'kıssa' ile ilgili yazılar
Türk-İslam Sanatları
Bugün modern edebiyatta “Kısa Hikâyecilik” adı verilen ve günümüzde de çok tutulan bu türün İslâmî Edebiyatta ortaya çıktığına, gelişip genişlediğine dikkatleri çekmek isterim.

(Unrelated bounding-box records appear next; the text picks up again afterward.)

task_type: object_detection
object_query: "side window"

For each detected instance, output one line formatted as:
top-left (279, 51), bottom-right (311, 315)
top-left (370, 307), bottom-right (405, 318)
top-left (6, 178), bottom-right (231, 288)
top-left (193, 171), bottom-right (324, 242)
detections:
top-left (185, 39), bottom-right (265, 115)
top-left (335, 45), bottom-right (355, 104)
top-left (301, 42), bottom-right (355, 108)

Allah kelâmı olan Kur’ân-ı Kerîm’de, kısa hikâye diye adlandırabileceğimiz kıssalar, önemli bir yer tutmaktadır. Araştırıcıların tesbitine göre; bu, kitâbm yani Kur’ân-ı Kerîm’in dörtte üçünü kapsamaktadır. Cenabı Hak, Hz. Muhammed (Salla’llâhu aleyhi ve sellem) vasıtasıyla, insanları Hak Dine davet ederken, bu kıssalarla bir örnekleme yaparak, onların gözü önüne iyiyi ve kötüyü koymakta ve doğru yolu, hakyolunu göstermektedir. Kısa hikâye denebilecek bu kıssalar, bâzan tümüyle, bâzan parça parça, bâzan da bir kelime veya cümle ile anlatılmakta; geçmişte vukûbulan hâdiselere telmihlerde bulunularak, bunlardan ibret alınması istenmektedir. Meselâ : Kur’ân-ı Kerîm’de, Sabrın ve tahammülün sembolü olan Eyüp Peygamberin ve Vefa örneği olan hanımının hikâyesi, Kur’ân-ı Kerîm’de dört yerde; İslâmî edebiyatta özellikle İslâmî Türk Edebiyatında sayıları otuzu aşan Yûsuf – Zelîhâ (Zü-leyhâ) adlı büyük mesnevilerin yazılmasına kaynaklık eden “kıssa” yanî “kıssaların en güzeli” olarak vasıflandırılan (A’hsenü’l-kasas). Çeşitli sûrelerin içine serpiştirilerek onbeş yerde yine İslâmî Türk Edebiyatında, sayıları altı’yı bulan İskender-nâmelerin yazılmasına kaynaklık eden ve onlara ilham kaynağı olan Zülkarneyn kıssası, iki yerde anlatılmaktadır.